I don’t often write a Daily Post anymore, but every now and again I go look at the topic and decide if I feeling like writing one, today I obviously did.
I rarely get solitude these days, I have been a wife and mother for 25 years, and peace and quiet and solitude is a rare and priceless commodity, as I am sure any Mother will tell you. At work I am often surrounded by people, at home there is always somebody around, even in my 15-20 minutes Zen time with a coffee after work on the back deck in the late afternoon sun, I am frequently not alone. My Dogs (and often the cats) follow me everywhere I go, even when I am in the studio creating I often have someone with me; cat, dog, daughter, friend.

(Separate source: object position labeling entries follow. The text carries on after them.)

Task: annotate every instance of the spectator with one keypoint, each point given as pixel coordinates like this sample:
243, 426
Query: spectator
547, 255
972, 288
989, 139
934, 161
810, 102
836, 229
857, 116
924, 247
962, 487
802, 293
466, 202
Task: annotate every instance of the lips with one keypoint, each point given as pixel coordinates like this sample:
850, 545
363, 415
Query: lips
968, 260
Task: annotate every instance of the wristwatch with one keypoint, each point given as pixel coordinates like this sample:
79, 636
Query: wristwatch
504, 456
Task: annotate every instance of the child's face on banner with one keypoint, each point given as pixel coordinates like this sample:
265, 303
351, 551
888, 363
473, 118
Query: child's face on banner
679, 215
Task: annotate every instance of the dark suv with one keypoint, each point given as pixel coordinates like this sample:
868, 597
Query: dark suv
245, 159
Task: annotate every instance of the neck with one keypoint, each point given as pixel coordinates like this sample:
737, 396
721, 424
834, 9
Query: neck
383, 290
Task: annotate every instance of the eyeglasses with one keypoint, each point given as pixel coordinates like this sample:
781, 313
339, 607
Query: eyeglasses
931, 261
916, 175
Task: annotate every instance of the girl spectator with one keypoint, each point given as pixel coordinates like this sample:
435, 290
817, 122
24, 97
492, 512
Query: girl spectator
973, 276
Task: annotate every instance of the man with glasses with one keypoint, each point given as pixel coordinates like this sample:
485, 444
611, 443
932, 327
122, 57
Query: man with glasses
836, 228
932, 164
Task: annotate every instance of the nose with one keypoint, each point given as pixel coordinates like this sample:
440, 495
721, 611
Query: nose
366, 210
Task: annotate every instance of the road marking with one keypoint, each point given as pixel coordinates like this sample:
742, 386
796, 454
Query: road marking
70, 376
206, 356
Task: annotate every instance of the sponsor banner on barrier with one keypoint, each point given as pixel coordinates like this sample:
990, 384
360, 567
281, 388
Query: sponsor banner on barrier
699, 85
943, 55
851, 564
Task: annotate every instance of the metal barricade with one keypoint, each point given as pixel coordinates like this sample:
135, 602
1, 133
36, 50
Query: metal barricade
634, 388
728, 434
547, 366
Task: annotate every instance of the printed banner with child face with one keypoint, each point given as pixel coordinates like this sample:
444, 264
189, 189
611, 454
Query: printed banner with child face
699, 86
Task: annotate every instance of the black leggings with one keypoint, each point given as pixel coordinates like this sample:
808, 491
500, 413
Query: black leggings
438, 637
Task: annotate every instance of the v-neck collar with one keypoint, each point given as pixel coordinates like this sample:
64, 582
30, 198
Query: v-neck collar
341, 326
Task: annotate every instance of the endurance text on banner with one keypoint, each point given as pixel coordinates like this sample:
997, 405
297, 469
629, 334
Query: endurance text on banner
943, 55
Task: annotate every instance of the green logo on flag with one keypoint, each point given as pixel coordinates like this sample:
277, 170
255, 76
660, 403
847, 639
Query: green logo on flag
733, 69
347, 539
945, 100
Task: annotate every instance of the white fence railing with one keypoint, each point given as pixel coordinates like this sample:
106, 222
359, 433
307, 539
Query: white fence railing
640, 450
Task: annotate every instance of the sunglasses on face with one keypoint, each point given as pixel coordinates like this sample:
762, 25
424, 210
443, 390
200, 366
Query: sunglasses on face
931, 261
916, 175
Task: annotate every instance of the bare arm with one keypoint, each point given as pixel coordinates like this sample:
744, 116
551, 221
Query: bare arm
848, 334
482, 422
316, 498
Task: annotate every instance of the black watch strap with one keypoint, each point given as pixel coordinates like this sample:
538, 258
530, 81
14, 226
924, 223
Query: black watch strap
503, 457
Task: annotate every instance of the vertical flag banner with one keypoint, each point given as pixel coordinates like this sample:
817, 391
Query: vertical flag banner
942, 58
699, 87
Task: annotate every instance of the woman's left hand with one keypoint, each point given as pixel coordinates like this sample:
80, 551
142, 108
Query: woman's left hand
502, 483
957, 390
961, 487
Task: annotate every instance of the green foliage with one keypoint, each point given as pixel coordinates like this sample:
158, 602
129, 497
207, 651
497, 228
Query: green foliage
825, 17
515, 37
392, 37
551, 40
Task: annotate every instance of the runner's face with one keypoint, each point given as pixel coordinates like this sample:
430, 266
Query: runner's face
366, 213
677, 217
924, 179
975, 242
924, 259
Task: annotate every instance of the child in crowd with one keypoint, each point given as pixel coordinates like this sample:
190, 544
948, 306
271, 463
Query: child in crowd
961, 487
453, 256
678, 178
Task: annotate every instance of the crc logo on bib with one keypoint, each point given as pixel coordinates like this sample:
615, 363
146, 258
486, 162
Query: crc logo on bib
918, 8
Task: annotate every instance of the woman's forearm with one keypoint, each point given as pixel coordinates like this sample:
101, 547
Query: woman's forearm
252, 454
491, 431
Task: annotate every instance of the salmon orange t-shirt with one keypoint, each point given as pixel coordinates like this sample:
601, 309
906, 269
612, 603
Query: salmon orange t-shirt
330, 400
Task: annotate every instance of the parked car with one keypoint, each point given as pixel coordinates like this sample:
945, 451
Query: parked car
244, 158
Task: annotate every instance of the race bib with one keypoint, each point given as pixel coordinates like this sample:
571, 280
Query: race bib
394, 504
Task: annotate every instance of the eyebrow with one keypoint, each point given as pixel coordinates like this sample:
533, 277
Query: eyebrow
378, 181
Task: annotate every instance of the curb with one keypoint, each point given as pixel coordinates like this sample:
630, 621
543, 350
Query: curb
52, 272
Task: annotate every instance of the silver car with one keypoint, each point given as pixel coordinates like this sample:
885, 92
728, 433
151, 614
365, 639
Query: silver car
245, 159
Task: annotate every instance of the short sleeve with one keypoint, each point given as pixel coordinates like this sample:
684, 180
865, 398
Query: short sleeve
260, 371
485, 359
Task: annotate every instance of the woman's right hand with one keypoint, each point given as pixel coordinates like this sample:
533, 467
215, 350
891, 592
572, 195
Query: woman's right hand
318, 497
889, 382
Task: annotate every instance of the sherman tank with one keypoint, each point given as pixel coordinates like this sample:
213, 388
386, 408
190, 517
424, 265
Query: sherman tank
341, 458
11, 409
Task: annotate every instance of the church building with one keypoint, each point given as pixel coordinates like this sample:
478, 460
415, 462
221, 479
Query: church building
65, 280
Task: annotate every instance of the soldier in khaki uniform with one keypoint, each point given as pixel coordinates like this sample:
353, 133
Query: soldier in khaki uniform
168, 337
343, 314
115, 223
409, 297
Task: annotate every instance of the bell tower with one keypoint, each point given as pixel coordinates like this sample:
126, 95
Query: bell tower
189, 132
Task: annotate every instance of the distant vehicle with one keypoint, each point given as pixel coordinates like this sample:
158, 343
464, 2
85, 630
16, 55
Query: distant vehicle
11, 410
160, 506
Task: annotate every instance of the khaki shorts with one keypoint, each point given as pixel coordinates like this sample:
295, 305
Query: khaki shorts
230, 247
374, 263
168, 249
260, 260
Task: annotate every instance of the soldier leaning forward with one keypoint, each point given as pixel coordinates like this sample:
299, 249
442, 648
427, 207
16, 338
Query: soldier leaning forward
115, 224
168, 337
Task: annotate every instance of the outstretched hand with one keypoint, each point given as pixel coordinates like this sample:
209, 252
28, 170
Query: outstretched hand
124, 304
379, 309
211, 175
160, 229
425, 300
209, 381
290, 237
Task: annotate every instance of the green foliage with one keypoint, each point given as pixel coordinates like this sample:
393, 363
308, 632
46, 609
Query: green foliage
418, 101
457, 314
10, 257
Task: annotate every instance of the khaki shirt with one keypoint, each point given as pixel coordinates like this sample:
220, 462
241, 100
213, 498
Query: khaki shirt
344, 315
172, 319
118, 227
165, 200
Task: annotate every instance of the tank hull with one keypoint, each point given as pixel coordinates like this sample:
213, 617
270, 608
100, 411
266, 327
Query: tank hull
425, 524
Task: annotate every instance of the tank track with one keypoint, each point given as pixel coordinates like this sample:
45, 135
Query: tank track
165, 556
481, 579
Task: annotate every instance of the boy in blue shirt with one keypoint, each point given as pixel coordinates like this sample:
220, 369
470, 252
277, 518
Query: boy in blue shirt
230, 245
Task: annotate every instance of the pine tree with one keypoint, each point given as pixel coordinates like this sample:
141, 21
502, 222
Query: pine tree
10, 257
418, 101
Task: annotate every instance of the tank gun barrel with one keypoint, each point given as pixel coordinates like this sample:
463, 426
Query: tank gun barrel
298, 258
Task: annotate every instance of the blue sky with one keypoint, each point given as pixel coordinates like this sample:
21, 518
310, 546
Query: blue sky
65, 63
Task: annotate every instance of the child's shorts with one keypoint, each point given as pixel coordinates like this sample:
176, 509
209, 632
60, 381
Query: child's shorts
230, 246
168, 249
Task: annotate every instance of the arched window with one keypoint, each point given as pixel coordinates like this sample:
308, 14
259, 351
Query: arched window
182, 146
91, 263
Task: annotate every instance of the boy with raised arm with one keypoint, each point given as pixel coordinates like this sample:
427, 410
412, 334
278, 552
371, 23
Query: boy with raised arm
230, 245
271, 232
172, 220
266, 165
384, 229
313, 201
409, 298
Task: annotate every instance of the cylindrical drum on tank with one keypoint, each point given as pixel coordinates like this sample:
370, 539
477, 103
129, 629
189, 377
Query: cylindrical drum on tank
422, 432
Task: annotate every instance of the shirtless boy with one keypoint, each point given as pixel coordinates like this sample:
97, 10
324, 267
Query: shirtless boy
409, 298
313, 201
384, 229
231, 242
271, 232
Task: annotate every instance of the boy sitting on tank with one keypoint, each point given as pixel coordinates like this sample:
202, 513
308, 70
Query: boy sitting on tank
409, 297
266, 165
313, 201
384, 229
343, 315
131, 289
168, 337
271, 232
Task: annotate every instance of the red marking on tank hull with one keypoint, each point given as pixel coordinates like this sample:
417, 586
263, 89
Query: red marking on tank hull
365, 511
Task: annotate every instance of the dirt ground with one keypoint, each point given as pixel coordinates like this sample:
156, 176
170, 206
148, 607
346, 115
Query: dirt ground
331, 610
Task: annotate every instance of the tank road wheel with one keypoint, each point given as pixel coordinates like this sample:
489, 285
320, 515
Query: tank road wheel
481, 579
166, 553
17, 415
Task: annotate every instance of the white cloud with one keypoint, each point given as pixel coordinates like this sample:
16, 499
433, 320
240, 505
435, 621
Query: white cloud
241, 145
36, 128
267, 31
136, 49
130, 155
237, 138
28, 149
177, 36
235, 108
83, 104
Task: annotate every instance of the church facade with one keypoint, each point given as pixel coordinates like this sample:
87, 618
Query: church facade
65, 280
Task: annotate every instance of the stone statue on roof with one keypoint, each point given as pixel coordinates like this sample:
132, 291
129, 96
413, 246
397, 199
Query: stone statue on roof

I recently spent a night on top of a mountain, it truly is an experience, you should try it. I watched the sunrise on that mountain and in that cold frigid air I saw glimpses of true beauty, the solitude, the wilderness; I felt at peace. I was not alone on that mountain, but I found myself in my own bubble of solitude in the quiet, I guess everyone else felt the same, few spoke and when they did it was in quiet hushed tones; or maybe I just didn’t notice them. Once over, everyone reverted to the noisy humdrum of a groups of friends. I still stood there admiring the view, it was amazing, wanting that feeling of inner peace to last just a bit longer. These moments feed my soul and make me feel alive.
I remember in my late teens or early adulthood, I hated being alone, now I cherish the few rare times when I am truly alone. Sometimes I sit on my PC with my headphones on, working and listening to music………that is as close as I can usually manage towards solitude. My art, allows me to completely absorb myself and feel a sense of that calm and inner peace.